She shrugged away from him. "Clark, Luthor's a psychopath. His opinion is hardly valid."

"Then why do you continue to believe that you destroyed Danny? Why did you believe him when he called you manipulative? Why do you still feel guilty about it? Let it go, Lois. You made a mistake ten years ago. So did he. You can't let the ghost of that one night haunt you for the rest of your life. Honey, let it go."

She turned away, her body language tense and unwelcoming, but he did not relent. "Clark, don't," she said, her voice wavering as he reached out a hand to her. He tilted her chin up anyway to see a lone tear roll down her face.

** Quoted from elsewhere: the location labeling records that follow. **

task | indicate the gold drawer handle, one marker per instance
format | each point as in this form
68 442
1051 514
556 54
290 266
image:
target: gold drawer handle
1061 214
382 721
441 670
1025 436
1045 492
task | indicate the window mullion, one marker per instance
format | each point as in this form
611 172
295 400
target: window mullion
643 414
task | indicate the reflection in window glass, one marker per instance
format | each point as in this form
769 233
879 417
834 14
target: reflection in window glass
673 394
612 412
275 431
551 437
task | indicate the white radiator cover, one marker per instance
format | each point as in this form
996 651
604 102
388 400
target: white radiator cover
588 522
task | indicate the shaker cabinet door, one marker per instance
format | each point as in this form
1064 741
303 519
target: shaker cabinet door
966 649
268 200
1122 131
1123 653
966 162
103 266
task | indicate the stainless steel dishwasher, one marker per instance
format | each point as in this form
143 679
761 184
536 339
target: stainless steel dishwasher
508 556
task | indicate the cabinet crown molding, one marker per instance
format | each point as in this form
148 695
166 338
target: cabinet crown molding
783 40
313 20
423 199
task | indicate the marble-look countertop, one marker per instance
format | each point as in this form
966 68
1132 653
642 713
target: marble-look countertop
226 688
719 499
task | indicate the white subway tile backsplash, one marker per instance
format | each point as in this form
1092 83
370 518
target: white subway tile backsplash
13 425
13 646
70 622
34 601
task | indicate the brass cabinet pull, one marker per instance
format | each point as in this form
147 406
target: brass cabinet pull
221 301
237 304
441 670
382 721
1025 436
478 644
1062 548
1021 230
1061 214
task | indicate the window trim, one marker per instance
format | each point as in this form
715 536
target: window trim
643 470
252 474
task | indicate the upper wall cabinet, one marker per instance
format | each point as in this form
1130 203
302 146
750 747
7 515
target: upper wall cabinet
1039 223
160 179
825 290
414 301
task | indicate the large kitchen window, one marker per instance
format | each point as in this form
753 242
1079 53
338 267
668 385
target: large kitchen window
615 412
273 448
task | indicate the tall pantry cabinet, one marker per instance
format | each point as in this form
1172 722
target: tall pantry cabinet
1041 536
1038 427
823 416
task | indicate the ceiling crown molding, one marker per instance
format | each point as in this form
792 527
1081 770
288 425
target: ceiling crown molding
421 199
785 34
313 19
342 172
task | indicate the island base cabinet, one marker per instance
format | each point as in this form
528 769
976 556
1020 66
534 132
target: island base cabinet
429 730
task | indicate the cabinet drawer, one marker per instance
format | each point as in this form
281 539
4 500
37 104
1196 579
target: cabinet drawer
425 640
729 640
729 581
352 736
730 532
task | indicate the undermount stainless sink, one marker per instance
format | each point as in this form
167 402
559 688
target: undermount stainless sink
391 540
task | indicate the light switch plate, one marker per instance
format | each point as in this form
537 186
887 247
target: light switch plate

"You are a wonderful person with a good heart who has nothing to feel guilty about, Lois. Just let it go."

"How can you say I have nothing to feel guilty about?" she cried out. "I may not have killed him, but I certainly went a long way in making his life miserable. And now, now that's he's gone, look at me. What right do I have to be so happy? By all measures, Clark, I should be dead, not him. And it scares me how much I can get caught up in my own happiness and how long I can go without feeling guilt or even remorse, how long I can go without even thinking about him. I went ten years without so much as breathing his name aloud. And then after he died…if I can go two weeks—a month—without even once thinking about him, how long before I forget him entirely, Clark? I destroyed him and then I moved on." The tears flowed freely down her face.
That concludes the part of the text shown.